It's Not Enough To Build Great Software that Solves Problems

It’s always been my personal belief that good software developers are always curious and excellent communicators. Great software developers build on those soft skills by identifying problems and delivering reliable, scalable, performant software that solves those problems. But that’s not enough to truly distinguish yourself. Your solution doesn’t provide value unless people are actively using it to solve real problems.

”If a tree falls in a forest and no one is around to hear it, does it make a sound?”

I recently reread Jason Cohen’s article The Code is your Enemy. The context of the article is directed mostly at developers turned founders. But I think there’s valuable information that applies to all software engineers because engineers should be acting more like business owners. That leads to the two missing pieces of why it’s not enough to build great software that solves problems: the problem needs to be tied to business objectives, and the solutions can’t hide in the shadows.

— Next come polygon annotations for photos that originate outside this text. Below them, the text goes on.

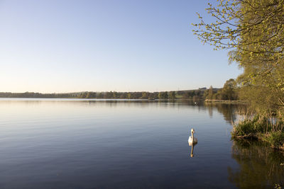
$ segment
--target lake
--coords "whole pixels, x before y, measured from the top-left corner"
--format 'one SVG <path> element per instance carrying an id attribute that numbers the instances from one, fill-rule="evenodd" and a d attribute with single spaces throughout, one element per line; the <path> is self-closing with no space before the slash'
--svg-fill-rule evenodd
<path id="1" fill-rule="evenodd" d="M 0 98 L 0 188 L 270 188 L 283 153 L 231 140 L 236 105 Z M 191 128 L 198 143 L 187 142 Z"/>

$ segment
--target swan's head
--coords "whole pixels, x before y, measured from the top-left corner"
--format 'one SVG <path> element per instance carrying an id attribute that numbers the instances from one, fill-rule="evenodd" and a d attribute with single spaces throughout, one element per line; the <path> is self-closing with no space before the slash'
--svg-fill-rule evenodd
<path id="1" fill-rule="evenodd" d="M 191 132 L 192 132 L 192 133 L 195 133 L 195 130 L 194 130 L 194 129 L 191 129 Z"/>

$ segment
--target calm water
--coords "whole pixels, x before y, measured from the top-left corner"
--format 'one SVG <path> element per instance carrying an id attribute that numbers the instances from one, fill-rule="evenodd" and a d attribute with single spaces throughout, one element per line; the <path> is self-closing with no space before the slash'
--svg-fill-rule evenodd
<path id="1" fill-rule="evenodd" d="M 237 108 L 0 98 L 0 188 L 283 185 L 281 152 L 231 141 Z"/>

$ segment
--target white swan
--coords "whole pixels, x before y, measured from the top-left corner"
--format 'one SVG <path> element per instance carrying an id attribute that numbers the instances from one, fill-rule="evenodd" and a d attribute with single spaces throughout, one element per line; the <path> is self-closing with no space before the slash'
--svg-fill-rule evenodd
<path id="1" fill-rule="evenodd" d="M 191 129 L 191 136 L 188 138 L 188 144 L 190 146 L 197 143 L 197 139 L 193 135 L 194 133 L 195 133 L 195 130 Z"/>

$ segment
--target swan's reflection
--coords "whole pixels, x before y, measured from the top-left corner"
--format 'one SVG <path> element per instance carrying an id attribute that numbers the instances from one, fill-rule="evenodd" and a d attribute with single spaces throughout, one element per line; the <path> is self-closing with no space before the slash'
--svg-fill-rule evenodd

Tinkering away, constantly innovating and iterating, and making small, tiny changes that compound over time is the dream of software builders everywhere. Engineers can probably identify a task that would provide some type of value: a refactoring for better maintainability, a new test, a new function to help provide more information, and maybe a feature gap in the product they are working on. And boy, oh boy, is sitting down at a computer and cracking away at the code on these issues satisfying. But to what end?

A new test or function could help catch a valuable bug, or you might have enough coverage to be confident already. A refactor could help deliver a new feature faster, or it could be mindlessly moving code around. A new feature could be a great boon to feature adoption, or it could be something that customers don’t care about. So, how can you tell if what you’ve decided to work on makes sense or not? You have to start talking to your customers and stakeholders.

Customers and stakeholders (depending on your role, a project stakeholder might be your customer) might come to you with product ideas or features to work on. However, implementing them blindly is a great way to not understand the value of your work. By talking to the customers/stakeholders, you’ll better learn what the goals of the users are, what the business objectives are, and what the real problems to solve are. Maybe their original ask makes perfect sense. Or maybe you’ll find that what they want can be solved in a better way. Either way, you need to start talking.

Ok, so you’ve spent multiple recurring sessions talking to customers and stakeholders. You understand their wants and needs. You’ve identified the problems they want to be solved. You have an ideal solution for them. You go off and implement this solution. You know that it will be super valuable. It’s perfect…

But then, crickets. No one uses it. No one even notices.

It’s not enough to just build something valuable if no one knows about it or how to use it. You need to actively promote what you’ve built. Developers need to be their own marketers—making sure the value of their work is seen, understood, and used. That might mean writing technical documentation that helps people leverage your solution, creating blog posts that explain why your feature solves a key problem, holding office hours to get direct feedback and answer questions, or even speaking at conferences to further accelerate the reach of your work.

By talking to stakeholders and customers, both existing and new, throughout the lifecycle of the project, you deepen your relationship with them. You build trust. And more importantly, you move beyond shipping new code and towards shipping new value. And at the end of the day, that’s a software engineer’s job—build great software that solves problems and delivers realized value for others.